The passage of the pill can be followed by MRI or ultrasound and the drug dispensed with an electronic trigger at the appropriate location. The drug can also be released according to other external factors. For example, if atmospheric pollen reaches a certain level or the patient's blood pressure hits a predetermined number.

Philips hopes the pills can be made cheaply enough to be disposable, so they need not be collected and recycled after use.
New Scientist    Nov 19, 2007 back to top

Laser-powered motor turns light into motion
A laser-driven motor has been demonstrated by Japanese researchers at the International Christian University in Tokyo, Japan. Future versions could provide pinpoint mechanical control in places that electric motors cannot normally go, they say.

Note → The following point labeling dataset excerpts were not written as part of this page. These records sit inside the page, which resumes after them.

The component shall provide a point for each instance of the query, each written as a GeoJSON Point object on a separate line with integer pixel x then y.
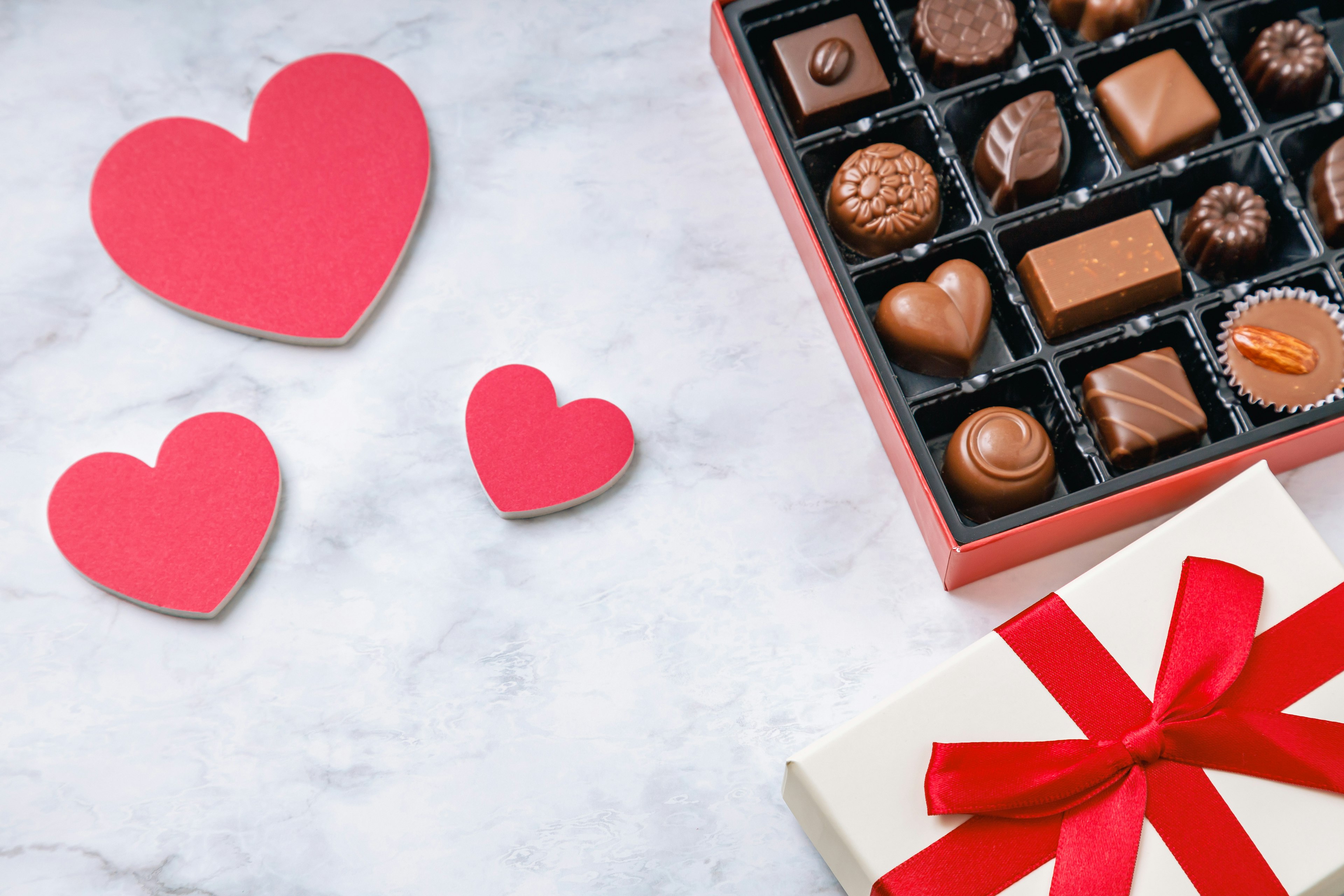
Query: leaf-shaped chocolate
{"type": "Point", "coordinates": [1328, 192]}
{"type": "Point", "coordinates": [1023, 154]}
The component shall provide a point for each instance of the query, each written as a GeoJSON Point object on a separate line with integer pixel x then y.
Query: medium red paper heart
{"type": "Point", "coordinates": [534, 457]}
{"type": "Point", "coordinates": [179, 537]}
{"type": "Point", "coordinates": [291, 236]}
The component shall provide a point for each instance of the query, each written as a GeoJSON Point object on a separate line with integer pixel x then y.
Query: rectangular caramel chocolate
{"type": "Point", "coordinates": [1101, 273]}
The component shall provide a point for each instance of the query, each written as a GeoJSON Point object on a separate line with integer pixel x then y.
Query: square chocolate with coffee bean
{"type": "Point", "coordinates": [830, 75]}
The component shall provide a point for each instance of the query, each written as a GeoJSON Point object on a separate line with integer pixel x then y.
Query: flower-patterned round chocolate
{"type": "Point", "coordinates": [999, 461]}
{"type": "Point", "coordinates": [1287, 65]}
{"type": "Point", "coordinates": [883, 199]}
{"type": "Point", "coordinates": [1226, 232]}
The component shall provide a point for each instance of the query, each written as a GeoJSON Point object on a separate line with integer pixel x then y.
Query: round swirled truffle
{"type": "Point", "coordinates": [1287, 65]}
{"type": "Point", "coordinates": [883, 199]}
{"type": "Point", "coordinates": [1226, 232]}
{"type": "Point", "coordinates": [999, 461]}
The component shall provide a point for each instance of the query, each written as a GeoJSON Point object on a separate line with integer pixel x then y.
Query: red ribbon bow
{"type": "Point", "coordinates": [1218, 705]}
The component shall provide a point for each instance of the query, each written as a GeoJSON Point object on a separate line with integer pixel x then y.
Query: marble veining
{"type": "Point", "coordinates": [413, 695]}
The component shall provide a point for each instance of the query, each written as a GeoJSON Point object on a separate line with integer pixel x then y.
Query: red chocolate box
{"type": "Point", "coordinates": [1270, 151]}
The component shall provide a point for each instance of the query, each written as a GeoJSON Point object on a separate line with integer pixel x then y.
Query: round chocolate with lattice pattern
{"type": "Point", "coordinates": [959, 41]}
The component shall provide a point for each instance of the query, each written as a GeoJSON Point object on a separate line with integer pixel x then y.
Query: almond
{"type": "Point", "coordinates": [1275, 351]}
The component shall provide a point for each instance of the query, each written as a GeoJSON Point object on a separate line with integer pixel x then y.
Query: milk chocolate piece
{"type": "Point", "coordinates": [1099, 19]}
{"type": "Point", "coordinates": [959, 41]}
{"type": "Point", "coordinates": [937, 327]}
{"type": "Point", "coordinates": [1285, 68]}
{"type": "Point", "coordinates": [1156, 109]}
{"type": "Point", "coordinates": [1144, 409]}
{"type": "Point", "coordinates": [830, 75]}
{"type": "Point", "coordinates": [1023, 154]}
{"type": "Point", "coordinates": [883, 199]}
{"type": "Point", "coordinates": [1328, 194]}
{"type": "Point", "coordinates": [999, 461]}
{"type": "Point", "coordinates": [1251, 362]}
{"type": "Point", "coordinates": [1101, 273]}
{"type": "Point", "coordinates": [1226, 232]}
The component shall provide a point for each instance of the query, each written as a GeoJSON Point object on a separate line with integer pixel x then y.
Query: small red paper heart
{"type": "Point", "coordinates": [291, 236]}
{"type": "Point", "coordinates": [179, 537]}
{"type": "Point", "coordinates": [534, 457]}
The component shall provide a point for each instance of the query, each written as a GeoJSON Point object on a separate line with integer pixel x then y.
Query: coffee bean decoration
{"type": "Point", "coordinates": [831, 61]}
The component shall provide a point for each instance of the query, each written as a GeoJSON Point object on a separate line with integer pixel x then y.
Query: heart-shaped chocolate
{"type": "Point", "coordinates": [937, 327]}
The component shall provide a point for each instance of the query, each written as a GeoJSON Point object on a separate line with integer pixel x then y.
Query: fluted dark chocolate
{"type": "Point", "coordinates": [1285, 66]}
{"type": "Point", "coordinates": [1328, 192]}
{"type": "Point", "coordinates": [1226, 232]}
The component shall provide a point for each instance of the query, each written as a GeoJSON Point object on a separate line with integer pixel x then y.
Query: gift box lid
{"type": "Point", "coordinates": [858, 793]}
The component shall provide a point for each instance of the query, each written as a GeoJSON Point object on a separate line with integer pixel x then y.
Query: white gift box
{"type": "Point", "coordinates": [858, 793]}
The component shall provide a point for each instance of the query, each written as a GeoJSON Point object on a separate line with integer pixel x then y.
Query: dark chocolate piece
{"type": "Point", "coordinates": [1144, 409]}
{"type": "Point", "coordinates": [883, 199]}
{"type": "Point", "coordinates": [1328, 192]}
{"type": "Point", "coordinates": [1260, 363]}
{"type": "Point", "coordinates": [830, 75]}
{"type": "Point", "coordinates": [1023, 152]}
{"type": "Point", "coordinates": [1100, 274]}
{"type": "Point", "coordinates": [959, 41]}
{"type": "Point", "coordinates": [1099, 19]}
{"type": "Point", "coordinates": [1226, 232]}
{"type": "Point", "coordinates": [1156, 109]}
{"type": "Point", "coordinates": [937, 327]}
{"type": "Point", "coordinates": [1285, 68]}
{"type": "Point", "coordinates": [999, 461]}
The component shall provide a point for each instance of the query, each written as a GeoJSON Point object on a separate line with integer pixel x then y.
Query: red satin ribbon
{"type": "Point", "coordinates": [1218, 705]}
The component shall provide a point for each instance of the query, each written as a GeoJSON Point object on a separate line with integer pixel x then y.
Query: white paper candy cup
{"type": "Point", "coordinates": [1277, 295]}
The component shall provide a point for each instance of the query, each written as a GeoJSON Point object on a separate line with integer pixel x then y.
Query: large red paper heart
{"type": "Point", "coordinates": [295, 233]}
{"type": "Point", "coordinates": [179, 537]}
{"type": "Point", "coordinates": [534, 457]}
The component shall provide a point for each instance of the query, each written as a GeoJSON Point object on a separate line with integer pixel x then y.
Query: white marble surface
{"type": "Point", "coordinates": [412, 695]}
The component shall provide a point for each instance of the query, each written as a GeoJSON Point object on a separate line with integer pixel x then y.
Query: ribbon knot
{"type": "Point", "coordinates": [1217, 705]}
{"type": "Point", "coordinates": [1146, 745]}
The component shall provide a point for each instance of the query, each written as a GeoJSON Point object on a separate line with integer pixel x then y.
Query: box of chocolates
{"type": "Point", "coordinates": [1084, 257]}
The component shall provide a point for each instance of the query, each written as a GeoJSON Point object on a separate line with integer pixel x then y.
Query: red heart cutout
{"type": "Point", "coordinates": [289, 236]}
{"type": "Point", "coordinates": [534, 457]}
{"type": "Point", "coordinates": [179, 537]}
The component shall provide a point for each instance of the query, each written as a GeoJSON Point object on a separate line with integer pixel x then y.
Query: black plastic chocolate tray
{"type": "Point", "coordinates": [1019, 366]}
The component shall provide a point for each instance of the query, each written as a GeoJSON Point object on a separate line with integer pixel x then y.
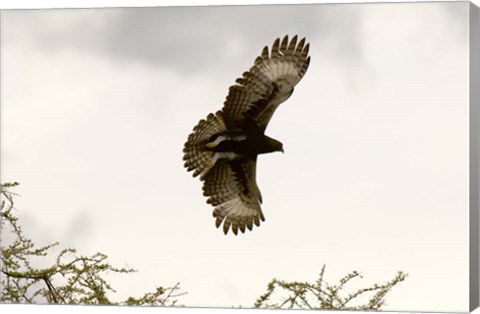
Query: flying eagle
{"type": "Point", "coordinates": [223, 148]}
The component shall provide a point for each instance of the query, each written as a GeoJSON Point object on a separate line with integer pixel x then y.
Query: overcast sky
{"type": "Point", "coordinates": [97, 104]}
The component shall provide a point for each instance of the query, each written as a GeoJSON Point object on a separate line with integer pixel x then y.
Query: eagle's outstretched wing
{"type": "Point", "coordinates": [228, 176]}
{"type": "Point", "coordinates": [232, 189]}
{"type": "Point", "coordinates": [268, 83]}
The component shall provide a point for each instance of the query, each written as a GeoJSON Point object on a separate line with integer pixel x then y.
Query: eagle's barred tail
{"type": "Point", "coordinates": [196, 157]}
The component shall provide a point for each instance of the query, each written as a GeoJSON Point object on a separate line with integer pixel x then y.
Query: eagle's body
{"type": "Point", "coordinates": [223, 148]}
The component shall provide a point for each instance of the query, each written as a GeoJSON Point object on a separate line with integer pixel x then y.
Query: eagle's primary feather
{"type": "Point", "coordinates": [223, 148]}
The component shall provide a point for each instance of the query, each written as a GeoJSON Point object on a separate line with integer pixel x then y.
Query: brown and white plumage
{"type": "Point", "coordinates": [223, 148]}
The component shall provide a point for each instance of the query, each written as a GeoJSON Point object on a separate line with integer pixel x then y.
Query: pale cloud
{"type": "Point", "coordinates": [101, 102]}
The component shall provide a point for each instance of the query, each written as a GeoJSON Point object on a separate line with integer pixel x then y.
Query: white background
{"type": "Point", "coordinates": [264, 186]}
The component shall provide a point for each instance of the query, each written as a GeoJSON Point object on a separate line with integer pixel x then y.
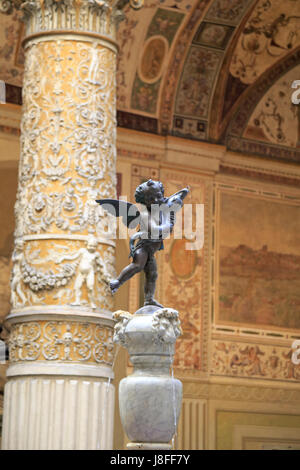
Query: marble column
{"type": "Point", "coordinates": [59, 393]}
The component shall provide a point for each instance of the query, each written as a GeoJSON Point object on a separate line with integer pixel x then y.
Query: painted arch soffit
{"type": "Point", "coordinates": [269, 33]}
{"type": "Point", "coordinates": [267, 122]}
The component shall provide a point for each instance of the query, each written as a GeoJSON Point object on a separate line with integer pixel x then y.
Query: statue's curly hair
{"type": "Point", "coordinates": [142, 189]}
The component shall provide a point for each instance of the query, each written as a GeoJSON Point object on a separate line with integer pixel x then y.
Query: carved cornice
{"type": "Point", "coordinates": [93, 17]}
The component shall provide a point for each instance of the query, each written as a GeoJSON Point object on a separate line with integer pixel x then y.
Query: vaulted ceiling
{"type": "Point", "coordinates": [213, 70]}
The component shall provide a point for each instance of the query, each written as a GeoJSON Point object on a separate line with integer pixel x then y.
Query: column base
{"type": "Point", "coordinates": [148, 446]}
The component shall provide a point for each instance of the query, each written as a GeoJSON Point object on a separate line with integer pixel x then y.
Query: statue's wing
{"type": "Point", "coordinates": [128, 211]}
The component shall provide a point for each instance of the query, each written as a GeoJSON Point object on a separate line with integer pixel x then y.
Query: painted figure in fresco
{"type": "Point", "coordinates": [156, 220]}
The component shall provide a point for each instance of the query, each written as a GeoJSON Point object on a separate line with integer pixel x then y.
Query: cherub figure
{"type": "Point", "coordinates": [156, 220]}
{"type": "Point", "coordinates": [89, 262]}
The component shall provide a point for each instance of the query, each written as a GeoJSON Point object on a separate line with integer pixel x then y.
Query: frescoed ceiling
{"type": "Point", "coordinates": [212, 70]}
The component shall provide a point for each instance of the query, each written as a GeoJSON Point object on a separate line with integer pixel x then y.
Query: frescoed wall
{"type": "Point", "coordinates": [259, 259]}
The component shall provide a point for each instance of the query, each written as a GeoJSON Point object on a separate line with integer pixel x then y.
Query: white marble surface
{"type": "Point", "coordinates": [150, 399]}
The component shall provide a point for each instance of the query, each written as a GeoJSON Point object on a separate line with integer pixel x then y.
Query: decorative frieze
{"type": "Point", "coordinates": [248, 360]}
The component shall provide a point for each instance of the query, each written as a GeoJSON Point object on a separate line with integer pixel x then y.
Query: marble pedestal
{"type": "Point", "coordinates": [150, 398]}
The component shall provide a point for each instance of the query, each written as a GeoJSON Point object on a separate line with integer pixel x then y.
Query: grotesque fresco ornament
{"type": "Point", "coordinates": [156, 219]}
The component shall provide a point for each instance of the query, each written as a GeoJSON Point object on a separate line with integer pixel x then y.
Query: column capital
{"type": "Point", "coordinates": [43, 17]}
{"type": "Point", "coordinates": [7, 6]}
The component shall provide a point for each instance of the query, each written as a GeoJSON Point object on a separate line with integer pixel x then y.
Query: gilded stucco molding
{"type": "Point", "coordinates": [242, 393]}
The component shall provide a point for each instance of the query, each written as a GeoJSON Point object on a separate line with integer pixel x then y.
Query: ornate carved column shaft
{"type": "Point", "coordinates": [58, 394]}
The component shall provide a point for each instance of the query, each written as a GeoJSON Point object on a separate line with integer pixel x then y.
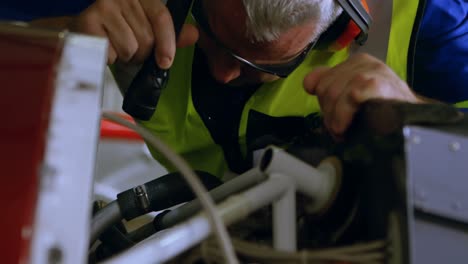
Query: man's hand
{"type": "Point", "coordinates": [342, 89]}
{"type": "Point", "coordinates": [133, 27]}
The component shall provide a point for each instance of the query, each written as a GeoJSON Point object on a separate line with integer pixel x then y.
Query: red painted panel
{"type": "Point", "coordinates": [28, 61]}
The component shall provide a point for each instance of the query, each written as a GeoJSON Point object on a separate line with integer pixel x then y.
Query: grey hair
{"type": "Point", "coordinates": [267, 19]}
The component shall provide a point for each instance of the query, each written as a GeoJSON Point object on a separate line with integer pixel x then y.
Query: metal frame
{"type": "Point", "coordinates": [67, 174]}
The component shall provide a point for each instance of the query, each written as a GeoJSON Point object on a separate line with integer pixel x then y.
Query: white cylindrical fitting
{"type": "Point", "coordinates": [320, 184]}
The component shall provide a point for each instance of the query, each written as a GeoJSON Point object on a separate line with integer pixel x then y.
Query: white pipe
{"type": "Point", "coordinates": [320, 184]}
{"type": "Point", "coordinates": [284, 219]}
{"type": "Point", "coordinates": [163, 247]}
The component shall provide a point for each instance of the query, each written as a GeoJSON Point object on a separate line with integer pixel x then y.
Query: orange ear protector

The motor consists of a copper disc with a hole at its centre. Green laser light - with a wavelength of 532 nanometres - causes the metal to get hot and expand, an effect that produces tiny fast-moving elastic waves on its surface. These waves move in a circular motion around the centre of the ring. When the ring touches another surface, this motion causes it to move, and when the disc is mounted on a spindle, the movement becomes rotational.

Laser tweezers are only about 0.000000001% efficient. It could, however, be useful in environments with strong magnetic fields, since unlike conventional electric motors, the laser motor is unaffected by strong electromagnetism. This could include inside MRI scanners or other scientific instruments. The laser can also be controlled very accurately, because laser beams can be fired in extremely short pulses.
New Scientist / SPIE    Nov 27, 2007 back to top

Fabric displays
Wearable displays have long interested electronics company Philips. They could be used to display useful information or as a fashion statement. But one problem is that the liquid crystals normally used in flexible displays usually exist in a glass-like state, which ultimately limits the extent to which they can be bent.

Now Philips says it may be possible to build much more flexible liquid crystal displays by imprinting a cell-like structure onto an ordinary fabric using a stretchy elastomeric material such as silicone to create each pixel.

The pixels can be filled with a flexible electro-optical material such as a non-glassy liquid crystal, or a plasma. Conducting fibres within the material then make each pixel addressable. The result is a display that has the same material properties as a fabric.